It was a Sunday morning and I was using my laptop computer and Android smartphone. All of a sudden the smartphone locked up and wouldn’t do a thing, like a cold mackerel. Hmmm.
I tried to take the battery out of the phone. That’s what I used to do in the old days when the phone went haywire — take the battery out and put it back in. To my dismay, I discovered that there was no way to take the phone apart. My chest began to tighten. How was I going to check Facebook posts, Tweets or read my e-book? I was expecting some phone calls and texts. How were they going to get through?
I had Ginnie call my smartphone from her smartphone. We both have the same model. Maybe, being pals, they could help each other out. (Anthropomorphism?) She told me her call went directly into my voicemail. Dang.
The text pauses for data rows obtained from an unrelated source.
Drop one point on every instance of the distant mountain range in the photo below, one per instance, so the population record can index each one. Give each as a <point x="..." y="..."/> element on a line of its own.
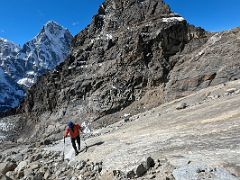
<point x="20" y="66"/>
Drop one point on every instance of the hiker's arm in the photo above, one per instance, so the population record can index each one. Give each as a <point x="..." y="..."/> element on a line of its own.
<point x="66" y="132"/>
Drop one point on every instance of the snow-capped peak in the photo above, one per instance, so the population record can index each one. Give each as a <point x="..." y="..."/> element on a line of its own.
<point x="43" y="53"/>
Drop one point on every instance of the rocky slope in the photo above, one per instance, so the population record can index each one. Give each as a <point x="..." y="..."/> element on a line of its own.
<point x="124" y="54"/>
<point x="23" y="65"/>
<point x="10" y="93"/>
<point x="195" y="137"/>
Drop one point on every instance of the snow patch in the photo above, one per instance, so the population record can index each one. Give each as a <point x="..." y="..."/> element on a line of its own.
<point x="27" y="82"/>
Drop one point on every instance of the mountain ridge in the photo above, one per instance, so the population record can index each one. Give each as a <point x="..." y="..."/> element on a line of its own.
<point x="24" y="64"/>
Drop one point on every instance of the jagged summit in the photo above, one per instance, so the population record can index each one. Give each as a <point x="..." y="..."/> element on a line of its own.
<point x="124" y="53"/>
<point x="43" y="53"/>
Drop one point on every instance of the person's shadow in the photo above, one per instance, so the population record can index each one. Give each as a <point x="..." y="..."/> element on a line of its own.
<point x="88" y="146"/>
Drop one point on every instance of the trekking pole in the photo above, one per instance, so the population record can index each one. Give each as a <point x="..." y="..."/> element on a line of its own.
<point x="63" y="147"/>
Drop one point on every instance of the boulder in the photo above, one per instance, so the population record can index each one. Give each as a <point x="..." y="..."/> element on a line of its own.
<point x="181" y="106"/>
<point x="140" y="170"/>
<point x="150" y="163"/>
<point x="7" y="166"/>
<point x="21" y="166"/>
<point x="4" y="177"/>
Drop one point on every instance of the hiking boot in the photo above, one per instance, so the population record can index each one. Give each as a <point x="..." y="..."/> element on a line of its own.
<point x="76" y="153"/>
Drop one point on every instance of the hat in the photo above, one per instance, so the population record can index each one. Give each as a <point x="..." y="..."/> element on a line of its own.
<point x="70" y="124"/>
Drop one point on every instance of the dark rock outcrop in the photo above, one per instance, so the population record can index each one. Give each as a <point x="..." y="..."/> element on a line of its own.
<point x="133" y="56"/>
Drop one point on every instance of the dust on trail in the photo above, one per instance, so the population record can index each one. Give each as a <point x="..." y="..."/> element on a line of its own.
<point x="205" y="132"/>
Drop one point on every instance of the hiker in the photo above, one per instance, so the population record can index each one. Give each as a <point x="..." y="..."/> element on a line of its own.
<point x="73" y="130"/>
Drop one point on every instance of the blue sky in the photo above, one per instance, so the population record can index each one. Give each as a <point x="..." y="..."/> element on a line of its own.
<point x="21" y="20"/>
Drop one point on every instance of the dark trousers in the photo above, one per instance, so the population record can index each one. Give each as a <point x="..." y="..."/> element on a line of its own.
<point x="74" y="143"/>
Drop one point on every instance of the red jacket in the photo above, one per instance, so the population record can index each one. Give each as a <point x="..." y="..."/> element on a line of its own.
<point x="73" y="134"/>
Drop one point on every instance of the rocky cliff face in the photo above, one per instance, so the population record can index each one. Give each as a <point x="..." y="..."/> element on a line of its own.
<point x="23" y="65"/>
<point x="133" y="56"/>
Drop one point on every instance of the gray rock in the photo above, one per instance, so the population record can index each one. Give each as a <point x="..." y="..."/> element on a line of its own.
<point x="131" y="174"/>
<point x="7" y="166"/>
<point x="150" y="162"/>
<point x="21" y="166"/>
<point x="181" y="106"/>
<point x="47" y="174"/>
<point x="4" y="177"/>
<point x="140" y="170"/>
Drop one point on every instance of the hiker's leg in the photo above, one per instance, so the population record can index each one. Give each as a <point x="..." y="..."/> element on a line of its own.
<point x="78" y="141"/>
<point x="74" y="144"/>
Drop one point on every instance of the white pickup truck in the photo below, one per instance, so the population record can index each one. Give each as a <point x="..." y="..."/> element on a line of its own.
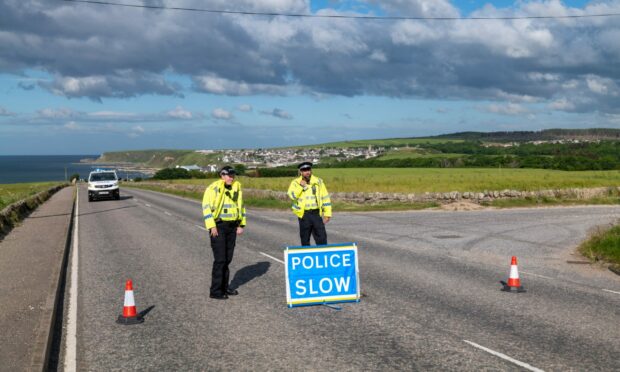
<point x="103" y="184"/>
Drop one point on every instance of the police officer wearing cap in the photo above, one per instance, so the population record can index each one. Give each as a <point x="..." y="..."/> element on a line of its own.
<point x="224" y="215"/>
<point x="311" y="204"/>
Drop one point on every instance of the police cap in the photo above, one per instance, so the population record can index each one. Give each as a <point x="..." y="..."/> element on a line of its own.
<point x="305" y="165"/>
<point x="227" y="170"/>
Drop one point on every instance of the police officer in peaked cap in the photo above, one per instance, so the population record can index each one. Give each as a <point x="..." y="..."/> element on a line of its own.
<point x="311" y="204"/>
<point x="224" y="215"/>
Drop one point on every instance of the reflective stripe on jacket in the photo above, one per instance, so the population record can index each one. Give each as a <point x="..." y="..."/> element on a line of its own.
<point x="314" y="196"/>
<point x="218" y="203"/>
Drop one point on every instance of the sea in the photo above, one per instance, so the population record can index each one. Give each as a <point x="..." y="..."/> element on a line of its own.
<point x="42" y="168"/>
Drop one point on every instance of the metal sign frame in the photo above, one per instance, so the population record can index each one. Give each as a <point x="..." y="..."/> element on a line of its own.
<point x="290" y="252"/>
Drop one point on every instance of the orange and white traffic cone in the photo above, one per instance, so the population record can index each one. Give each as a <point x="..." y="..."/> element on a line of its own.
<point x="513" y="279"/>
<point x="129" y="316"/>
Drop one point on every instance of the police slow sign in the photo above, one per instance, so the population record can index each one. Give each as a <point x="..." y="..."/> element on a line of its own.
<point x="321" y="274"/>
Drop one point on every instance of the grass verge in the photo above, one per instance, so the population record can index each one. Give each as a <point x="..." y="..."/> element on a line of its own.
<point x="551" y="202"/>
<point x="603" y="246"/>
<point x="11" y="193"/>
<point x="274" y="203"/>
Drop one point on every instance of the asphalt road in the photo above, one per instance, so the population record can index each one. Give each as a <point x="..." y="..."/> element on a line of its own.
<point x="430" y="284"/>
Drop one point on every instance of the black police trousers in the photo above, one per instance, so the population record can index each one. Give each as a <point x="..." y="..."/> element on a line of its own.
<point x="223" y="246"/>
<point x="312" y="223"/>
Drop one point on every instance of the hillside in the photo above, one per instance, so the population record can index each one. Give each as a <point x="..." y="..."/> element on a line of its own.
<point x="565" y="149"/>
<point x="159" y="158"/>
<point x="590" y="134"/>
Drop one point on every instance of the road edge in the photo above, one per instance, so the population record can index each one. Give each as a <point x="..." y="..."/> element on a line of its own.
<point x="43" y="342"/>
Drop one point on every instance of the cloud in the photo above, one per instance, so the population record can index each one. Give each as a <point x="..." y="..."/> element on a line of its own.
<point x="217" y="85"/>
<point x="61" y="113"/>
<point x="5" y="112"/>
<point x="506" y="109"/>
<point x="278" y="113"/>
<point x="245" y="108"/>
<point x="25" y="86"/>
<point x="121" y="84"/>
<point x="107" y="53"/>
<point x="180" y="113"/>
<point x="72" y="125"/>
<point x="221" y="114"/>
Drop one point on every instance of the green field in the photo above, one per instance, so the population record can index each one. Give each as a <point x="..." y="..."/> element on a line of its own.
<point x="419" y="180"/>
<point x="388" y="142"/>
<point x="412" y="152"/>
<point x="10" y="193"/>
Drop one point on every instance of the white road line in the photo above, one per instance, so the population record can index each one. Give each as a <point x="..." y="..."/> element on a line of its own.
<point x="273" y="258"/>
<point x="505" y="357"/>
<point x="71" y="343"/>
<point x="542" y="276"/>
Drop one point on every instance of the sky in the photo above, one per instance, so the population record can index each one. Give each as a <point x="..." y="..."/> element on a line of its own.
<point x="83" y="78"/>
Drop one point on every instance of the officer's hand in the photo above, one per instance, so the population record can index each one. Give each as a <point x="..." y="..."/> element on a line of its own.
<point x="213" y="231"/>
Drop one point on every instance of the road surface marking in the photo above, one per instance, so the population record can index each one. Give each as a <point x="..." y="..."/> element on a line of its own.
<point x="71" y="343"/>
<point x="273" y="258"/>
<point x="542" y="276"/>
<point x="505" y="357"/>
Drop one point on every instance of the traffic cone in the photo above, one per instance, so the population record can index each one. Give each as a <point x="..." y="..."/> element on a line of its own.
<point x="129" y="316"/>
<point x="513" y="280"/>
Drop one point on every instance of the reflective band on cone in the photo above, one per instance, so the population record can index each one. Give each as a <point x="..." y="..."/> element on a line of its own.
<point x="513" y="280"/>
<point x="130" y="315"/>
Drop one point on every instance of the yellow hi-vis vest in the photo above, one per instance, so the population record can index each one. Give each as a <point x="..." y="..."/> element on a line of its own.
<point x="219" y="203"/>
<point x="313" y="196"/>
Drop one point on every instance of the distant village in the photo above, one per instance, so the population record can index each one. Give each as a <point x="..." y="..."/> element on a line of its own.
<point x="271" y="158"/>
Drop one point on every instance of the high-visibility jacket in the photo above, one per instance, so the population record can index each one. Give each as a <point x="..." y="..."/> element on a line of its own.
<point x="220" y="203"/>
<point x="313" y="196"/>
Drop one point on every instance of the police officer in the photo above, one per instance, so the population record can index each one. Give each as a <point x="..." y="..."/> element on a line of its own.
<point x="311" y="205"/>
<point x="224" y="215"/>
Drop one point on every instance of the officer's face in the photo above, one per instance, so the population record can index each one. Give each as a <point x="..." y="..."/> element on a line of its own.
<point x="228" y="178"/>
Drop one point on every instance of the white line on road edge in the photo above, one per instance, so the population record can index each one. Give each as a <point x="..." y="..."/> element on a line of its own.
<point x="273" y="258"/>
<point x="542" y="276"/>
<point x="505" y="357"/>
<point x="71" y="343"/>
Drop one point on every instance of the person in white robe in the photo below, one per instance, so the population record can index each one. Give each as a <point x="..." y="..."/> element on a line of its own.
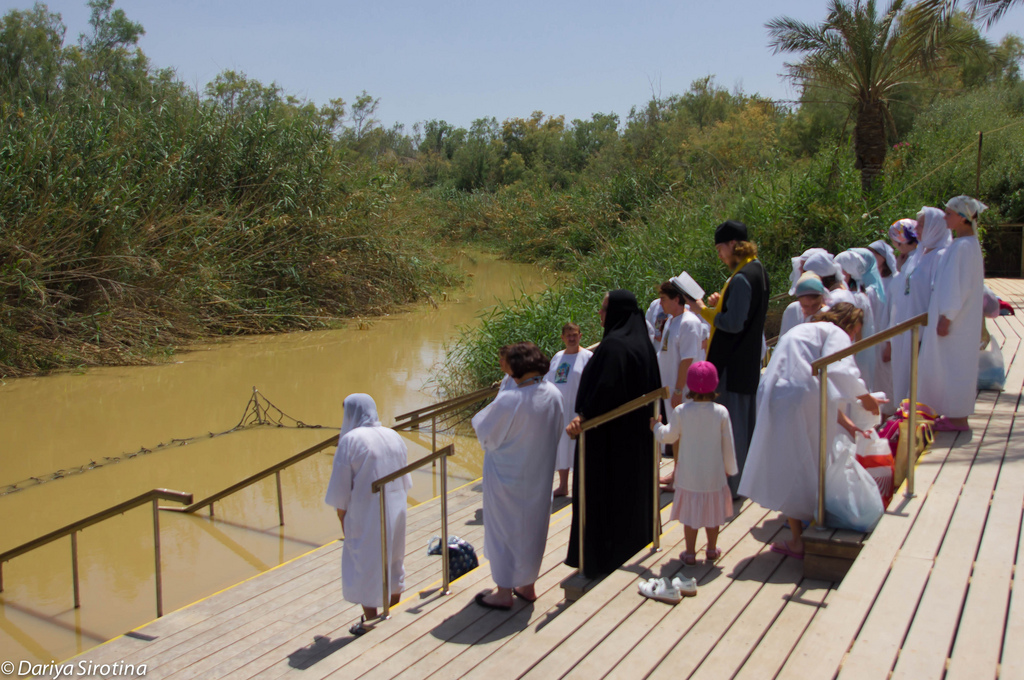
<point x="810" y="300"/>
<point x="781" y="470"/>
<point x="912" y="298"/>
<point x="885" y="259"/>
<point x="367" y="451"/>
<point x="519" y="432"/>
<point x="903" y="234"/>
<point x="861" y="272"/>
<point x="947" y="376"/>
<point x="682" y="344"/>
<point x="656" y="317"/>
<point x="566" y="367"/>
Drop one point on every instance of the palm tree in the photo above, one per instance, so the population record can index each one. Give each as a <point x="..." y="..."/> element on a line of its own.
<point x="989" y="10"/>
<point x="866" y="58"/>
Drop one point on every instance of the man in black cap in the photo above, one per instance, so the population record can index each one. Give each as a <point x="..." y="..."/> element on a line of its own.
<point x="737" y="321"/>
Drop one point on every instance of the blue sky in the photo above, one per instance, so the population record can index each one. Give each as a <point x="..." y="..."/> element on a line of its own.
<point x="460" y="60"/>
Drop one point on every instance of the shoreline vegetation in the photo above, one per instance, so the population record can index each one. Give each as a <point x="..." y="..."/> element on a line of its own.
<point x="137" y="213"/>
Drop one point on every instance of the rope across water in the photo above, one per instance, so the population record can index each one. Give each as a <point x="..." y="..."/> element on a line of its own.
<point x="259" y="412"/>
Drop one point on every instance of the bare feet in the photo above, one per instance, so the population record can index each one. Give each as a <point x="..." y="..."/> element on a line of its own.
<point x="500" y="598"/>
<point x="527" y="593"/>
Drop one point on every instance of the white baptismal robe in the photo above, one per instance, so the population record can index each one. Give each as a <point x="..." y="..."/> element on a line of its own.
<point x="911" y="294"/>
<point x="682" y="339"/>
<point x="794" y="315"/>
<point x="781" y="470"/>
<point x="947" y="376"/>
<point x="365" y="455"/>
<point x="519" y="433"/>
<point x="564" y="374"/>
<point x="866" y="359"/>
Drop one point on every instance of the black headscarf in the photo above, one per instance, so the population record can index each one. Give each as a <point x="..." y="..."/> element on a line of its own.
<point x="620" y="475"/>
<point x="624" y="366"/>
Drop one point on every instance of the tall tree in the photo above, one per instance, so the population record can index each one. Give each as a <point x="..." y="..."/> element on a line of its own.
<point x="865" y="57"/>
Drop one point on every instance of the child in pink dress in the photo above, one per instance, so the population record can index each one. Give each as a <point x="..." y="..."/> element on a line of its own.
<point x="707" y="455"/>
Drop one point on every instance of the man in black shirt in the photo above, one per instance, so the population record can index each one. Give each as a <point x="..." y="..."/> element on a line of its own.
<point x="737" y="320"/>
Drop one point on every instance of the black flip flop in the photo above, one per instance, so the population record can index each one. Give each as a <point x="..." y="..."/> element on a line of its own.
<point x="359" y="628"/>
<point x="523" y="597"/>
<point x="487" y="605"/>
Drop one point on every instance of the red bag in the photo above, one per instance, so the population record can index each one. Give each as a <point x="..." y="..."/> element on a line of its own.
<point x="873" y="456"/>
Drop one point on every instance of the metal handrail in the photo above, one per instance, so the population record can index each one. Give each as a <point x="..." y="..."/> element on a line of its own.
<point x="655" y="397"/>
<point x="821" y="366"/>
<point x="72" y="529"/>
<point x="273" y="469"/>
<point x="378" y="485"/>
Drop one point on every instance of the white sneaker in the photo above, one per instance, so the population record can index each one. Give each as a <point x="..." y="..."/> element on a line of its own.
<point x="686" y="586"/>
<point x="662" y="590"/>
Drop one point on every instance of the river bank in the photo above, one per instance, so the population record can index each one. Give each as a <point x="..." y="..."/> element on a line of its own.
<point x="72" y="419"/>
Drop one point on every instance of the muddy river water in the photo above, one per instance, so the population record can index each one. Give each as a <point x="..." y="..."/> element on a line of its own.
<point x="67" y="441"/>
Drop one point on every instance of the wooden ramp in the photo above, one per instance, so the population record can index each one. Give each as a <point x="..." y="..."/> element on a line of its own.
<point x="931" y="594"/>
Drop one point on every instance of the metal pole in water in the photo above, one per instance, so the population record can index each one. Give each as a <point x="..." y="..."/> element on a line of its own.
<point x="445" y="574"/>
<point x="656" y="543"/>
<point x="156" y="551"/>
<point x="386" y="613"/>
<point x="583" y="494"/>
<point x="74" y="567"/>
<point x="819" y="518"/>
<point x="281" y="504"/>
<point x="911" y="417"/>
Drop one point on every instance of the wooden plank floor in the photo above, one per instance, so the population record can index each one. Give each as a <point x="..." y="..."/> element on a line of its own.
<point x="931" y="595"/>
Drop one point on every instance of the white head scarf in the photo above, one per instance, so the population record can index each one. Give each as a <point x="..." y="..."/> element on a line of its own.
<point x="932" y="230"/>
<point x="818" y="257"/>
<point x="822" y="263"/>
<point x="887" y="252"/>
<point x="967" y="208"/>
<point x="860" y="264"/>
<point x="798" y="265"/>
<point x="360" y="411"/>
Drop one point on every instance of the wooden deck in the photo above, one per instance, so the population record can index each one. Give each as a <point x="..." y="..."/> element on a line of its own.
<point x="931" y="595"/>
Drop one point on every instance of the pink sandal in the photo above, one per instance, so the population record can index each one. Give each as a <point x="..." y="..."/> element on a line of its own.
<point x="943" y="424"/>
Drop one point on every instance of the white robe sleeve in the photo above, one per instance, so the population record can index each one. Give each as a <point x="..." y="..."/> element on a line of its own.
<point x="844" y="375"/>
<point x="791" y="317"/>
<point x="689" y="340"/>
<point x="339" y="490"/>
<point x="951" y="290"/>
<point x="728" y="445"/>
<point x="670" y="433"/>
<point x="494" y="422"/>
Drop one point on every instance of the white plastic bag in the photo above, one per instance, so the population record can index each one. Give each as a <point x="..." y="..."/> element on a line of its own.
<point x="991" y="374"/>
<point x="852" y="498"/>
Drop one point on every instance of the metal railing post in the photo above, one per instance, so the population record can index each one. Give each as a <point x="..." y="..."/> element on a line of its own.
<point x="156" y="551"/>
<point x="656" y="543"/>
<point x="386" y="609"/>
<point x="445" y="575"/>
<point x="74" y="567"/>
<point x="582" y="472"/>
<point x="281" y="503"/>
<point x="911" y="417"/>
<point x="819" y="518"/>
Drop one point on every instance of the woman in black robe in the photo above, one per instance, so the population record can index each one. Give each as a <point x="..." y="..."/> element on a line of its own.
<point x="620" y="466"/>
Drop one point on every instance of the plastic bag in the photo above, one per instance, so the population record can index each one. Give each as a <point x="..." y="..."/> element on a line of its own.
<point x="462" y="556"/>
<point x="990" y="303"/>
<point x="852" y="499"/>
<point x="876" y="457"/>
<point x="991" y="374"/>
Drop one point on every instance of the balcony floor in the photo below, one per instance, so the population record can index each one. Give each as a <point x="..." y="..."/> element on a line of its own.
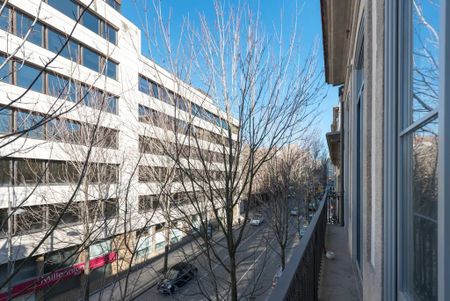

I was panicking. I hate to admit it, but my whole life is tied up in this stupid phone — all my contact numbers, my calendar, my social life. I do have a little-used landline, mainly for faxes and business. A lot of good that was going to do me. How was I going to make and take phone calls from the car, how would I check radar, what was I going to use for an emergency flashlight? This was Sunday, the cell phone store was be closed. Would they be of any help anyway? There was a crack in the glass of my phone. I surmised that the crack had finally done its dirty deed and shut the phone down. The phone would have to be sent in, and that would take, what, a week? How was I going to survive?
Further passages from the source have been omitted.